The Lego Test

13 Dec 2021

Archive [March 2000]

 

“Quality education is a fundamental Democratic principle,” claims Bill Bradley, “and it is one of the crucial issues at stake in this election.” He and Algore are in a hot competition to see who wants to spend the most federal money on (and exert the most federal control over) American schools.

Well, if quality education is so precious to Democrats, who have controlled the teachers’ unions and the schools for decades, why is Bradley proposing “help for distressed public schools” And why is he arguing that the status quo amounts to “educational malpractice”?

Educational malpractice by whom, Mr. Bradley?

Still, the libs believe that they “own” the education issue. Well, they should also be made to own the results of decades of their educational practices. Or rather — thank you, Mr. Bradley, for your candor — malpractices.

A case in point: The Lego test. Apparently, some graduates of American high schools are so ill-equipped to handle college entrance exams that some institutions of “higher learning” are admitting students based on their ability to play with Legos.

I am not making this up. According to an Associated Press report titled, “LEGOS COULD REPLACE PENCIL AND PAPER COLLEGE ENTRANCE EXAMS,” the performance of certain students is so poor that nine American colleges and universities have devised a substitute “test”. The alternative exam includes building a robot out of Legos.

 

 

The excuse for this travesty goes like this: traditional tests like the SAT or ACT — which actually, according to every objective study, measure students ability to succeed in college — aren’t sophisticated enough. They don’t reveal important talents like “initiative, teamwork and leadership.’ Obviously, we need a more sophisticated method. Plastic blocks.

Yes, and so now some teenagers get to take a new kind of exam — billed as “an experiment aimed at recruiting diverse students who otherwise might not win admission,” according to AP. Translation: their grades and test scores aren’t good enough.

As Terry Swenson, admissions dean for Colorado College puts it, the new approach “puts more emphasis on hard-to-measure characteristics and less on the standardized tests that frankly have been a stumbling block for disadvantaged and minority students.” Other colleges participating are Beloit, Carlton, Grinnell and Macalester and four state universities — Penn State, Rutgers, Delaware and Michigan.

This is how it works. Disadvantaged and minority students are selected to participate in a bunch of “workshop activities.” In the Lego section, groups of eight to ten of these kids are given a box of Legos and a mission: in 10 minutes, build a robot like one sitting on a table in an adjacent room.

a robot
a robot

Each student is allowed to look at the robot, one at a time. But the challenge is formidable. They aren’t allowed to take notes! They must memorize the robot. “Evaluators then grade members of the group as they snap together their version of the robot.”

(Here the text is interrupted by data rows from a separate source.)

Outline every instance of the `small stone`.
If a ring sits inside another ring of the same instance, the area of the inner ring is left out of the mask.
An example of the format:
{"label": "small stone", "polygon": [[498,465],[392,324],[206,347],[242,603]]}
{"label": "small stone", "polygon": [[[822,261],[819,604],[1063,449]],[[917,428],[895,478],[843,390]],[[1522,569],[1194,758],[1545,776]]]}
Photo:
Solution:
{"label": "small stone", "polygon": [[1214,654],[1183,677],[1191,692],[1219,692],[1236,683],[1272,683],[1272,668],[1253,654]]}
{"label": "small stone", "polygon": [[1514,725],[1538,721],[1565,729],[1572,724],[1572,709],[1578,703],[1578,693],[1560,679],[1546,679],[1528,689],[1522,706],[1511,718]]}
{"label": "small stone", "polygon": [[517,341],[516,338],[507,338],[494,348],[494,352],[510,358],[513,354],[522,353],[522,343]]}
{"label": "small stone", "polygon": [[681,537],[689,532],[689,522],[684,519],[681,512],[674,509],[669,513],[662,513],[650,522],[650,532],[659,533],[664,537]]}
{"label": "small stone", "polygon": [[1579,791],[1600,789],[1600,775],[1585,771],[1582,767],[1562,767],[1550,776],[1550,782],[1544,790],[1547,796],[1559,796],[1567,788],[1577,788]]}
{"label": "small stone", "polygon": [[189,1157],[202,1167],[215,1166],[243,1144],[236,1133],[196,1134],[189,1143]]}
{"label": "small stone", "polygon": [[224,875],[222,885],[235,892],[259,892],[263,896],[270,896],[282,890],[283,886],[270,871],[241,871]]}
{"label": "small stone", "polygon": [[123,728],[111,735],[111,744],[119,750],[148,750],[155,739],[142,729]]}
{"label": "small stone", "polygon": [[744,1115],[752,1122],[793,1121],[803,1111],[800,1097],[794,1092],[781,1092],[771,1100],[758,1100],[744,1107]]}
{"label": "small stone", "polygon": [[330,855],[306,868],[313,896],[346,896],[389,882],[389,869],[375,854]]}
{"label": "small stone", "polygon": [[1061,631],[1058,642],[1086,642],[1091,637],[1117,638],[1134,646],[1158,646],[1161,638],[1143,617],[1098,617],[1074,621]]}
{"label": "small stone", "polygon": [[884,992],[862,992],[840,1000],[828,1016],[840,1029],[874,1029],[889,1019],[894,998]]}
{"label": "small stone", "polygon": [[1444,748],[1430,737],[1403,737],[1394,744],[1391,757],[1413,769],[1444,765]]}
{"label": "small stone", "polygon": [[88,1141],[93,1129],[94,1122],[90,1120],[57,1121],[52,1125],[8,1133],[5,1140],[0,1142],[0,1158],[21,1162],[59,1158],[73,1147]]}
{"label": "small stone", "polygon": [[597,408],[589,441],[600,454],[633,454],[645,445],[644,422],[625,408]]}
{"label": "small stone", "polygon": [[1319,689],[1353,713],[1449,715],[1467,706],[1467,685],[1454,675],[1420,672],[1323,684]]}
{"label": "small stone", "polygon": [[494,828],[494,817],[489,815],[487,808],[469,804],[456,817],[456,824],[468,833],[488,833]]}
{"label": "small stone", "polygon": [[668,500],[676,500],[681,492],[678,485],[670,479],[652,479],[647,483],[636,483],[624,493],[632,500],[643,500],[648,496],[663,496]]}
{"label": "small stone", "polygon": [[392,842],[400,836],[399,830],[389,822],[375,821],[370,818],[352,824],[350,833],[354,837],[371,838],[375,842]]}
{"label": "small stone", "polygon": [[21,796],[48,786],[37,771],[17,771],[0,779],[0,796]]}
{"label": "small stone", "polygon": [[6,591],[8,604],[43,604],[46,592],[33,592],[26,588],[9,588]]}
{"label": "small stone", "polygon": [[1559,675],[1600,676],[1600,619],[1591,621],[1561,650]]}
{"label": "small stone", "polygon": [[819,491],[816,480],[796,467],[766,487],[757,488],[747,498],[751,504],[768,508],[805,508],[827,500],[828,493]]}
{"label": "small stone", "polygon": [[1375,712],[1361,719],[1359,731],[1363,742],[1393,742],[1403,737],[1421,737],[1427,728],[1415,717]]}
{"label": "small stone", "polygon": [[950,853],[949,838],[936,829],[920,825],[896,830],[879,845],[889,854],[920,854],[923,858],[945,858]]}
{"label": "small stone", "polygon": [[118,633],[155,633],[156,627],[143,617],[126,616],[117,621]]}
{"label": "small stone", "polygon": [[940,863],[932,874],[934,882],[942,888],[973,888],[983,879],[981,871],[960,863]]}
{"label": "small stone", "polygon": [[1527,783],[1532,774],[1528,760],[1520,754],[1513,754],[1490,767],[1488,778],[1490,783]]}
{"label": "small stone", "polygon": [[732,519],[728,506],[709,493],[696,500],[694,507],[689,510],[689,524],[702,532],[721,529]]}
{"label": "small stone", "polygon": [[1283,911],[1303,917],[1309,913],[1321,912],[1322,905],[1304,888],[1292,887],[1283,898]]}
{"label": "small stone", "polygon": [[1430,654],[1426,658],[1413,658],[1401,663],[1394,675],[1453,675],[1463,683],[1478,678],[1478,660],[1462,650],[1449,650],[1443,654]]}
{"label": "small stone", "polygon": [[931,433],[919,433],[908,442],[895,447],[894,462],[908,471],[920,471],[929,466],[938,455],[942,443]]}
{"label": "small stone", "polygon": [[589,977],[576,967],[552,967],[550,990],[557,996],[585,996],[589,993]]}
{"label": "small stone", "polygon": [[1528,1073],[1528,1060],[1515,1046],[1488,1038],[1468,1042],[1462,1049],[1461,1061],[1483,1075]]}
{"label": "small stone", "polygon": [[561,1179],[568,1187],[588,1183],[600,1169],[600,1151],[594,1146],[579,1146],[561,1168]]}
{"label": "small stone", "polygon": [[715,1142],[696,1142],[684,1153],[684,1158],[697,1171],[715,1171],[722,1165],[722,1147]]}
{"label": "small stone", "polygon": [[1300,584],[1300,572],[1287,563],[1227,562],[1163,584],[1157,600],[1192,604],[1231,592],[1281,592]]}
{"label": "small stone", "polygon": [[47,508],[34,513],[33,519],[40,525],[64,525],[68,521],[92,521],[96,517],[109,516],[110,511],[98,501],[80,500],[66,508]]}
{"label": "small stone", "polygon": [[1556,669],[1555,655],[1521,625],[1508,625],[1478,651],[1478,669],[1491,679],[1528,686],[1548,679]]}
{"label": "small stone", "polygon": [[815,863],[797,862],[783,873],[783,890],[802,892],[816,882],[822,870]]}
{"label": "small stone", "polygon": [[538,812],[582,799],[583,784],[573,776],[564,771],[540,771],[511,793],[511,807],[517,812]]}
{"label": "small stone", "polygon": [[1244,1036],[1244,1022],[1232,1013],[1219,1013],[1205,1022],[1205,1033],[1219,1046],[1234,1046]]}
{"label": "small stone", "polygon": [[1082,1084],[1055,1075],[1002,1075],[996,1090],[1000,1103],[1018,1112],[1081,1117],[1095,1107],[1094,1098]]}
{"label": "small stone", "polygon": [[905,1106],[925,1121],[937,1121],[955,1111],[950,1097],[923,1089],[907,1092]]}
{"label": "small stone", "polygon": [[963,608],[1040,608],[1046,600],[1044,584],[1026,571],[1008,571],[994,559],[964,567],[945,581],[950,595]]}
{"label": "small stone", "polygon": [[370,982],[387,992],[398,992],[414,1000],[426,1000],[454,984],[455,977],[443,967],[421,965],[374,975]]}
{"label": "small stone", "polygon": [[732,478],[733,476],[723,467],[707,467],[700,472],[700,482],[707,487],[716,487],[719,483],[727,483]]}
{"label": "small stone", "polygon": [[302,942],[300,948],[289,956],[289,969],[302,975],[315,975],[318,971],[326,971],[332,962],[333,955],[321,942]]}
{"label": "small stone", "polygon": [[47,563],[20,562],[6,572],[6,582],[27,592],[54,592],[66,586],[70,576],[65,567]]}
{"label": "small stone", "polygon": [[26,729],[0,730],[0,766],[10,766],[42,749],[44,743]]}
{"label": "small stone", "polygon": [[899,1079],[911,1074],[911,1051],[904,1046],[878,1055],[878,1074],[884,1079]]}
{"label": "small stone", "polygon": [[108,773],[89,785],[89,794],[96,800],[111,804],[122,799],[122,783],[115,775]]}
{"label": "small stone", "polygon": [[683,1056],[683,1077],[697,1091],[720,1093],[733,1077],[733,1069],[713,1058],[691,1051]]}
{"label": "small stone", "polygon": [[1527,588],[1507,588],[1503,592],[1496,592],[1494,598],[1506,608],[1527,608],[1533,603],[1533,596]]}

Yes, that’s right. High school seniors are graded on building a robot out of Legos. (Although I wager that, too, will eventually be modified. Grades are so unfair, you know.)

Colorado’s Terry Swenson insists that “this is not selecting students by their ability to use Lego blocks” — although that’s precisely what it is. He claims that “the Legos are a mechanism to force students to interact and see which ones emerge as leaders.”

Oh. Although one might be forgiven for asking, “Leaders of what?”

Other “workshop activities” include public speaking, conflict-resolution drills and personal interviews.

What, pray tell, is a “conflict-resolution drill”?

And does it involve Tinker Toys?

According to AP, the pilot program will admit a total of 100 students, chosen from a group of 700 New York public high school seniors. “Most in the pool were African-Americans and Hispanics who had modest grades and standardized test scores but personal qualities that counselors believed would let them succeed at selective colleges.”

One minor detail. The only “personal qualities” that “let” students succeed in college are the ability to study for and perform on college exams — which do not include Legos.

My friends, this is an outrage. It is a declaration of surrender. How dare we expect so little of these kids? Where are the parents protesting? Where are the teachers’ representatives, demanding an apology for this insult to their ability to prepare students for college? Where is Jesse Jackson — so quick to march in defense of rioting high school thugs? Why is he not taking to the airwaves, why is he not demonstrating on behalf of the academic ability of these kids?

This is nothing less than, as Gov. George W. Bush accurately puts it, “the soft bigotry of lowered expectations.”

And why is it, that the liberals’ first impulse — in addition to their middle impulse and their last impulse and all impulses in between — is always and ever to lower standards? Hmm?

I have a better idea. Instead of assuming they can’t, why not teach these kids to succeed?